The other day I was having issues and came across this passage in Let Your Life Speak. It just struck me as incredibly and deeply true of me, and so I keep it here for future reference.
If we, as leaders, are to cast less shadow and more light, we need to ride certain monsters all the way down, explore the shadows they create, and experience the transformation that can come as we “get into” our own spiritual lives. Here is a bestiary of five such monsters…
The first shadow-casting monster is insecurity about identity and worth…When we are insecure about our own identities, we create settings that deprive other people of their identities as a way of buttressing our own…
A second shadow inside many of us is the belief that the universe is a battleground, hostile to human interests. Notice how often we use images of warfare as we go about our work, especially in organizations. We talk about tactics and strategies, allies and enemies, wins and losses, “do or die”. If we fail to be fiercely competitive, the imagery suggests, we will surely lose, because the world we live in is essentially a vast combat zone.
Unfortunately, life is full of self-fulfilling prophecies. The tragedy of this inner shadow, our fear of losing a fight, is that it helps create conditions where people feel compelled to live as if they were at war. Yes, the world is competitive, but largely because we make it so. Some of our best institutions, from corporations to change agencies to schools, are learning that there is another way of doing business, a way that is consensual, cooperative, communal: they are fulfilling a different prophecy and creating a different reality.
The gift we receive on the inner journey is the insight that the universe is working together for good. The structure of reality is not the structure of a battle. Reality is not out to get anybody. Yes, there is death, but it is part of the cycle of life, and when we learn to move gracefully with that cycle, a great harmony comes into our lives. The spiritual truth that harmony is more fundamental than warfare in the nature of reality itself could transform this leadership shadow – and transform our institutions as well.
A third shadow common among leaders is “functional atheism”, the belief that ultimate responsibility for everything rests with us. This is the unconscious, unexamined conviction that if anything decent is going to happen here, we are the ones who must make it happen – a conviction held even by people who talk a good game about God.
This shadow causes pathology on every level of our lives. It leads us to impose our will on others, stressing our relationships, sometimes to the point of breaking. It often eventuates in burnout, depression, and despair, as we learn that the world will not bend to our will and we become embittered about that fact. Functional atheism is the shadow that drives collective frenzy as well. It explains why the average group can tolerate no more than 15 seconds of silene: if we are not making noise, we believe, nothing good is happening and something must be dying.
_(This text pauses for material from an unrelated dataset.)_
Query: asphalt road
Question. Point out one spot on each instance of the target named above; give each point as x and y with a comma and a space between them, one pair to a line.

The gift we receive on the inner journey is that ours is not the only act in town. Not only are there other acts out there, but some of them are even better than ours, at least occasionally! We learn that we need not carry the whole load but can share it with others, liberating us and empowering them. We learn that sometimes we are free to lay the load down altogether. The great community asks us to do only what we are able and trust the rest to other hands.
A fourth shadow within and among us is fear, especially our fear of the natural chaos of life. Many of us – parents and teachers and CEOs – are deeply devoted to eliminating all remnants of chaos from the world. We want to organize and orchestrate things so thoroughly that messiness will never bubble up around us and threaten to overwhelm us (for “messiness” read dissent, innovation, challenge, and change). In families and churches and corporations, this shadow is projected as rigidity of rules and procedures, creating an ethos that is imprisoning rather than empowering. (Then, of course, the mess we must deal with is prisoners trying to break out!)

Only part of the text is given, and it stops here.